BathSoap_Model$cluster=ifelse(BathSoap_Model$cluster=="4",1,0)
#Factorization of data
BathSoap_Model$cluster<-as.factor(BathSoap_Model$cluster)
BathSoap_Model$SEC<-as.factor(BathSoap_Model$SEC)
BathSoap_Model$FEH<-as.factor(BathSoap_Model$FEH)
BathSoap_Model$MT<-as.factor(BathSoap_Model$MT)
BathSoap_Model$SEX<-as.factor(BathSoap_Model$SEX)
BathSoap_Model$AGE<-as.factor(BathSoap_Model$AGE)
BathSoap_Model$EDU<-as.factor(BathSoap_Model$EDU)
BathSoap_Model$HS<-as.factor(BathSoap_Model$HS)
BathSoap_Model$CHILD<-as.factor(BathSoap_Model$CHILD)
BathSoap_Model$CS<-as.factor(BathSoap_Model$CS)
BathSoap_Model$Affluence.Index<-as.factor(BathSoap_Model$Affluence.Index)
set.seed(777)
#Partitioning the dataset to build a model and predict on the validation dataset
partition<- createDataPartition(BathSoap_Model$No..of.Brands,p=0.6,list=FALSE)
train_data<- BathSoap_Model[partition,]
validation_data<- BathSoap_Model[-partition,]
#Checking the count of the partitioned data
nrow(validation_data)
## [1] 238
nrow(train_data)
## [1] 362
Naive Bayes is easy and fast to predict class of test data set. It performs well in case of categorical input variables compared to numerical variable(s) and we have Demographics data in the dataset.
So let’s try this model and check the results .
set.seed(3689)
# Building Naive Bayes Model
nb_model<-naiveBayes(cluster~., data=train_data)
# Prediction
Predicted_Test_labels <-predict(nb_model,validation_data)
validation_data<-as.data.frame(validation_data)
# Show the confusion matrix of the classifier
confusionMatrix(validation_data$cluster,Predicted_Test_labels)
## Confusion Matrix and Statistics
##
## Reference
## Prediction 0 1
## 0 143 26
## 1 9 60
##
## Accuracy : 0.8529
## 95% CI : (0.8015, 0.8954)
## No Information Rate : 0.6387
## P-Value [Acc > NIR] : 1.494e-13
##
## Kappa : 0.6671
##
## Mcnemar's Test P-Value : 0.006841
##
## Sensitivity : 0.9408
## Specificity : 0.6977
## Pos Pred Value : 0.8462
## Neg Pred Value : 0.8696
## Prevalence : 0.6387
## Detection Rate : 0.6008
## Detection Prevalence : 0.7101
## Balanced Accuracy : 0.8192
##
## 'Positive' Class : 0
##
1.Accuracy is 88 % with Sensitivity of 96% and Specificity of 66%.Error type I and Error Type II are 20 and 7.
An ROC curve is a graph showing the performance of a classification model at all classification thresholds.

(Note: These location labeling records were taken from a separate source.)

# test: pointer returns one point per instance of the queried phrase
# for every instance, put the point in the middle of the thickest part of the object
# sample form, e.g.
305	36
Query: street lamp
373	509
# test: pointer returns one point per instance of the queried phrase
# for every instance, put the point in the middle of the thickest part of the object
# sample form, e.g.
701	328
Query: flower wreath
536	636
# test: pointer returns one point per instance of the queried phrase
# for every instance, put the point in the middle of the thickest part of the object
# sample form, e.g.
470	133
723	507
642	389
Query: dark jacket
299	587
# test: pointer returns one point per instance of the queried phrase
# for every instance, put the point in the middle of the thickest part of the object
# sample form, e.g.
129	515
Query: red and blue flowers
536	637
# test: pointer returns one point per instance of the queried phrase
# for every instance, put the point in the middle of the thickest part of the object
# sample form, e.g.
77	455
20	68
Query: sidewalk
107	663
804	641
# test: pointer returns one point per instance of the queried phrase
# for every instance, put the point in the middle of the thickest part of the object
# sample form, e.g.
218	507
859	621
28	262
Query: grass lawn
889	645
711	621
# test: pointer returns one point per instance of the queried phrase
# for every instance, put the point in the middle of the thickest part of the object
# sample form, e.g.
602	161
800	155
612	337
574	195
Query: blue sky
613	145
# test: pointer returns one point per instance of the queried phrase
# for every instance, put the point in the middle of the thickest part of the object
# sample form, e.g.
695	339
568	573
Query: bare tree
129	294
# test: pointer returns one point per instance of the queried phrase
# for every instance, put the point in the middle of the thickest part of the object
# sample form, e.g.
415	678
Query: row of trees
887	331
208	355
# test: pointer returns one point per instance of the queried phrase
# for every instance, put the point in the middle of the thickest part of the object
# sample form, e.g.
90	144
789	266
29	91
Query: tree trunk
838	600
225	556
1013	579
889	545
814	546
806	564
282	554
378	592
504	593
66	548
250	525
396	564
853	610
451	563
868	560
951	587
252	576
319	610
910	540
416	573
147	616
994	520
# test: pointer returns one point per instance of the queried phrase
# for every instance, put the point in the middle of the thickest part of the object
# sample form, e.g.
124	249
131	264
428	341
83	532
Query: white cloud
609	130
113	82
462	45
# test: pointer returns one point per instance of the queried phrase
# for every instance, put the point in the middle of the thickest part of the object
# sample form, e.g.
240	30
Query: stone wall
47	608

This curve plots two parameters: True Positive Rate. False Positive Rate.
Let’s determine the ROC curve :
set.seed(123)
table(validation_data$cluster)
##
## 0 1
## 169 69
# ROC curve
Predicted_Test_2labels <-predict(nb_model,validation_data, type = "raw")
table(Predicted_Test_2labels==1)
##
## FALSE TRUE
## 438 38
roc(validation_data$cluster, Predicted_Test_2labels[,2])
## Setting levels: control = 0, case = 1
## Setting direction: controls < cases
##
## Call:
## roc.default(response = validation_data$cluster, predictor = Predicted_Test_2labels[, 2])
##
## Data: Predicted_Test_2labels[, 2] in 169 controls (validation_data$cluster 0) < 69 cases (validation_data$cluster 1).
## Area under the curve: 0.9497
plot.roc(validation_data$cluster,Predicted_Test_2labels[,2])
## Setting levels: control = 0, case = 1
## Setting direction: controls < cases
Therefore, based on the results we can say that,Naive Bayes model is effective in classifying data.Also, the model is not 100% accurate , it has an accuracy of 88%.The Clients can target those segment based customers from the model.